Key to Successful Incentive Fulfillment

May 01, 2010

Incentive Magazine

Accurate, timely, and cost-efficient delivery of incentives defines effective fulfillment.  In the digital age, some audience’s respond well to e-mail and technologically advanced fulfillment approaches.  Yet, others prefer non-interactive delivery methods, including direct mail, but their costs are high due to postage, printing, and, often, third-party labor costs.

To combat cost and time challenges, marketers should consider working with full-service fulfillment and incentive partners that can provide integrated solutions.  Having fewer parties handle different pieces in a campaign results in more efficient execution and decreases the chance of errors.  Marketers also realize significant savings on hard costs by avoiding markup fees from multiple vendors.  Soft costs decrease dramatically as internal resources are freed up when marketers no longer have to deal with multiple contracts.  They can focus less on logistics and more on future campaigns and initiatives.

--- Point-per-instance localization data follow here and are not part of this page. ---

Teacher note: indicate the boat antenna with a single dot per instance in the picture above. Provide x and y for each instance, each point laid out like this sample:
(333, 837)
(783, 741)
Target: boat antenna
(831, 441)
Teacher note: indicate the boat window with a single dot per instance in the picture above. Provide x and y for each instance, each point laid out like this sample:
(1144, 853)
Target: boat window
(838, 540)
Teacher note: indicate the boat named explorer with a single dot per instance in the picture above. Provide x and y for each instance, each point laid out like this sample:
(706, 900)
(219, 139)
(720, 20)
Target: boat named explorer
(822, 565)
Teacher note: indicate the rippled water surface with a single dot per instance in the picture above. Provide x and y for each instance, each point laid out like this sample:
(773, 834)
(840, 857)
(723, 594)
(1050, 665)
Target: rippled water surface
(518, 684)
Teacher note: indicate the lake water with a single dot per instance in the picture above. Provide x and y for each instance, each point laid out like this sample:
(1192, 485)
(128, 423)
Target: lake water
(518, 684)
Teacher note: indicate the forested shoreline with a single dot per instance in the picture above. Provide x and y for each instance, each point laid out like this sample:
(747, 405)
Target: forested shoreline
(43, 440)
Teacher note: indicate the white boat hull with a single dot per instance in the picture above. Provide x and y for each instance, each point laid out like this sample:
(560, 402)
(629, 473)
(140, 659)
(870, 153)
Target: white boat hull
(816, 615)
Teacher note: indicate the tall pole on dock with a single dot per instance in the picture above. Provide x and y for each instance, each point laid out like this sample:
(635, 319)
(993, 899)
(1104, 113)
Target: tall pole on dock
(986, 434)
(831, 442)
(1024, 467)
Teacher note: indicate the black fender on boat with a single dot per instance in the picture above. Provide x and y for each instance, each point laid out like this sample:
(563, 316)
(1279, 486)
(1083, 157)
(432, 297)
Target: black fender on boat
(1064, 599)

Scotts LawnService recently executed a winning fulfillment strategy as part of a loyalty campaign.  It wanted to keep customers who were likely to cancel their lawn service, while expanding its e-mail database.  Scotts also wanted to encourage customers to use its EasyPay online billing option.

Scotts distributed a postcard pointing customers to a Web site to register and receive a $25 gift certificate valid among 14,000 restaurants nationwide.    Once someone registered or signed up for EasyPay, he or she received an e-mail gift certificate code sent directly by Scott’s incentive partner.  Scotts saw a triple-digit percentage lift, not just because of the attractive incentive, but also due to the efficiency of the process.

In another successful campaign, Scotts sent an e-mail as well as a billing stuffer offering a $50 gift certificate with the purchase of an additional service.  Scotts worked with the same partner to distribute the incentive via direct mail and e-mail, understanding that marketers lose valuable time and money by coordinating fulfillment tasks themselves.  Scotts met direct-mail cost challenges by entrusting one provider with all fulfillment activities, including developing and printing the award letters, inserting the gift certificates, and shipping the promotion to customers.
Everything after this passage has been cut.